As the Antara Telang (18) and Tamanna Bhojani (30) cases demonstrated, walking on Mumbai’s could be perilous, thanks to untrimmed trees. Even as experts slammed civic policies, Additional Municipal Commissioner Aseem Gupta admitted that the pruning system needs an overhaul.
The rules say trees must be trimmed four times a year. But that is never done.
Tree trimming is now done strictly on a need-to basis. We trim a tree only if we feel it’s required. Otherwise, this provision can be misused.
What steps have you taken in the wake of the Telang case?
I immediately instructed officials to have stricter inspections and expedite the pruning process. Also, housing societies will be told to trim any dangerously growing trees in their compounds. We are studying the flaws in the system and looking for ways to improve.
How will you make the process of tree-pruning more citizen-friendly?

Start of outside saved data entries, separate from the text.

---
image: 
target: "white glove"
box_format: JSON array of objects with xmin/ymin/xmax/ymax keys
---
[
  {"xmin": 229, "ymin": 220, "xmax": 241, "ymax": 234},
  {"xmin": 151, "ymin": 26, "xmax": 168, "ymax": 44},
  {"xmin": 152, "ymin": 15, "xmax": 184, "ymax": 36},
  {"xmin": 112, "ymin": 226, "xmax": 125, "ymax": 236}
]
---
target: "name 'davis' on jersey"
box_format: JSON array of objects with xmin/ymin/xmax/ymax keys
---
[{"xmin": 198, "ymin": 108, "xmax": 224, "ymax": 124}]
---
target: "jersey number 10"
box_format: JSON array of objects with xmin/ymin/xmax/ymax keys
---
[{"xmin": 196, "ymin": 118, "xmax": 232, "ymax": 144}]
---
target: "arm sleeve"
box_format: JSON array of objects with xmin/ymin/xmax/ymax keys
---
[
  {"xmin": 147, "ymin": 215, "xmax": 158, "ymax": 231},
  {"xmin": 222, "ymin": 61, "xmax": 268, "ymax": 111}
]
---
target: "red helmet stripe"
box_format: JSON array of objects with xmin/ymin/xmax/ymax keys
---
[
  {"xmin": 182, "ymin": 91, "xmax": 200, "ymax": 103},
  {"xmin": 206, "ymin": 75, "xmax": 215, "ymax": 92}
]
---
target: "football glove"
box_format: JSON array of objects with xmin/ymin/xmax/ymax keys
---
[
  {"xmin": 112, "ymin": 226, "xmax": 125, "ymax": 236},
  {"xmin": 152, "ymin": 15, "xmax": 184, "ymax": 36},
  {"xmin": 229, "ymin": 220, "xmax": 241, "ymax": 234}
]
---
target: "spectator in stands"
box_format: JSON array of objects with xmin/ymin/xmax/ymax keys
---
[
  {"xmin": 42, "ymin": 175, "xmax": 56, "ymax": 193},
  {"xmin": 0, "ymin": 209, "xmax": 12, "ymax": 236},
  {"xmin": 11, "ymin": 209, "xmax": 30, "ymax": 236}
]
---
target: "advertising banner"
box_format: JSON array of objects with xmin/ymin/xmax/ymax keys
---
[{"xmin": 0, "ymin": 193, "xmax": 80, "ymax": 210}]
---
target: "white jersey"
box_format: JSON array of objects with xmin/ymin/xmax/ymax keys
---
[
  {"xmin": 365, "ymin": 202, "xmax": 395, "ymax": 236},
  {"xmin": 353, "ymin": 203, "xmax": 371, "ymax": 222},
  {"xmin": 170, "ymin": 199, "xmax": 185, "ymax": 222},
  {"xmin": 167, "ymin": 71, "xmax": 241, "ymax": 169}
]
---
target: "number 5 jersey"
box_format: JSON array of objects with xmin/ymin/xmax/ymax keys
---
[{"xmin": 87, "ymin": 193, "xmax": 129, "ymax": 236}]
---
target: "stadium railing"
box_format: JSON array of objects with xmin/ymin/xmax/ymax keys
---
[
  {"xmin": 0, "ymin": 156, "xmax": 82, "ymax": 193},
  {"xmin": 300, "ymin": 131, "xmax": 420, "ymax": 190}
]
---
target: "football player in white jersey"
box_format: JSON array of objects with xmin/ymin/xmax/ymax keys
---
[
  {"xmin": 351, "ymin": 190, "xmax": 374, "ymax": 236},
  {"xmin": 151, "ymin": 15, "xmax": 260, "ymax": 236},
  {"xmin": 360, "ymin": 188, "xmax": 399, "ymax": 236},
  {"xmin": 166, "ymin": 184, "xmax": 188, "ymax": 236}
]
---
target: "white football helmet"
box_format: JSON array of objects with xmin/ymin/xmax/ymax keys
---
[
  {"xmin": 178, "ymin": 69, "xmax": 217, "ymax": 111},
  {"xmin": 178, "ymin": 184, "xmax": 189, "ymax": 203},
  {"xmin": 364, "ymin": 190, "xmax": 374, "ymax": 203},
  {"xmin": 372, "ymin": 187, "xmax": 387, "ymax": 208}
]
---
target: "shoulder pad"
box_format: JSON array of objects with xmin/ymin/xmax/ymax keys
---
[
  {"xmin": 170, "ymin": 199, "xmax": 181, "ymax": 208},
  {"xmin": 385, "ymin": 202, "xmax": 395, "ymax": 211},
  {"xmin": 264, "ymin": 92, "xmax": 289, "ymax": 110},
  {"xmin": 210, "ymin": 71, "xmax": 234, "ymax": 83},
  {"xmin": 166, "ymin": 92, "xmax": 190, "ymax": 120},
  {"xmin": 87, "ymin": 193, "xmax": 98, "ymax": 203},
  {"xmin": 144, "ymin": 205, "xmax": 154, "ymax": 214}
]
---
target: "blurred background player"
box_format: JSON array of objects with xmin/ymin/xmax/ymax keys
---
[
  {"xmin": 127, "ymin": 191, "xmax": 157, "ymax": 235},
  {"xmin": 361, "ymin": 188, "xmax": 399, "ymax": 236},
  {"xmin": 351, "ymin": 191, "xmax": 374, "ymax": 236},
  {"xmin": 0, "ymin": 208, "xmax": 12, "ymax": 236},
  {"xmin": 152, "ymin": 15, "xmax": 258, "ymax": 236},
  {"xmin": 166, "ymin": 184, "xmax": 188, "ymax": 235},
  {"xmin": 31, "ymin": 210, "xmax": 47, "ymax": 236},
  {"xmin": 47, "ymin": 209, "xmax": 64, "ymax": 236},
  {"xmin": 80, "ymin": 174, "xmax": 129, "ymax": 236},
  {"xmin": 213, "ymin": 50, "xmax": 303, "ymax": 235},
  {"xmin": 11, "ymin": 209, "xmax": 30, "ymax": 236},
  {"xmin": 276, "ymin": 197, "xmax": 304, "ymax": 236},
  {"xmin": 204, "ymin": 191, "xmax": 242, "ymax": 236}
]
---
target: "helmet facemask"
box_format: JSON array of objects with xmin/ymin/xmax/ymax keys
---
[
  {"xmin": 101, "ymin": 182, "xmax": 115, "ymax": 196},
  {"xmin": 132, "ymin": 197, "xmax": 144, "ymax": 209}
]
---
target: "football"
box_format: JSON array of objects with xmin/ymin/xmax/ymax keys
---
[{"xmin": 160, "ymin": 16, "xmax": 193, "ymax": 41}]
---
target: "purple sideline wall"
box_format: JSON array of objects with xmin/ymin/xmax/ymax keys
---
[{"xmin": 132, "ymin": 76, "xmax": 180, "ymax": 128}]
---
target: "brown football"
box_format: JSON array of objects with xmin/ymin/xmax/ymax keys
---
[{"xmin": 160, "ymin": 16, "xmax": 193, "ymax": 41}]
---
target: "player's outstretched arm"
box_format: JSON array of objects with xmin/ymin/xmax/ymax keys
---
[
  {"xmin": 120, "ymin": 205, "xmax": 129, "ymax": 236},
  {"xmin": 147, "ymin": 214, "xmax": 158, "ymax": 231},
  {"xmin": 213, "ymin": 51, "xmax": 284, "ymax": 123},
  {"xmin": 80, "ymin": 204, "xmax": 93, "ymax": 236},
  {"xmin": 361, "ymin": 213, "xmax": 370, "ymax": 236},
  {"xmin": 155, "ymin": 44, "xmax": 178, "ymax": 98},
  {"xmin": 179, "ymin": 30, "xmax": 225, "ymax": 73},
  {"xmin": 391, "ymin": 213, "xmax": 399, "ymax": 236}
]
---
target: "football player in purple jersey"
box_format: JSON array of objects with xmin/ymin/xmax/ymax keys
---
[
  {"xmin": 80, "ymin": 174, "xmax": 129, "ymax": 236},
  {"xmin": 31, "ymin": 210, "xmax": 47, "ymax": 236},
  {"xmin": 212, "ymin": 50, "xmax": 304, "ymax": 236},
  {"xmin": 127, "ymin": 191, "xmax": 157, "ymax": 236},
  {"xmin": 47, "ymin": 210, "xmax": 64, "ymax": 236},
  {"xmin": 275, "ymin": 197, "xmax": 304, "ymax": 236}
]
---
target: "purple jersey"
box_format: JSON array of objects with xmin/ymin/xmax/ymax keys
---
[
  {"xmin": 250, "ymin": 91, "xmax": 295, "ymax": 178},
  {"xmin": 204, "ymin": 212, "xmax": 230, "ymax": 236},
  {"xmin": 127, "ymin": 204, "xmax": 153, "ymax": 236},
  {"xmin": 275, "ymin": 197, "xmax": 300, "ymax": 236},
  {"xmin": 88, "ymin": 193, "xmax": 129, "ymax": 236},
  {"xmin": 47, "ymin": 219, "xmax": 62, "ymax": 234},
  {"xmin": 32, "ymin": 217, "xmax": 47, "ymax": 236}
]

We expect people to participate in the process and keep us informed of any tree that needs pruning; it’s impossible for a handful of officials to inspect every tree in the city.
We also plan to set up a ‘Green Helpline’, which citizens could call if a tree needs pruning.
We’ll ensure that the process is accessible to people; records of all trimming permissions will be available online.
How do you plan to make inspections more effective?
In the Telang case, the tree was inspected, but not trimmed.
We knew of the problem, but couldn’t solve it. We will be proactive when it comes to trimming of trees.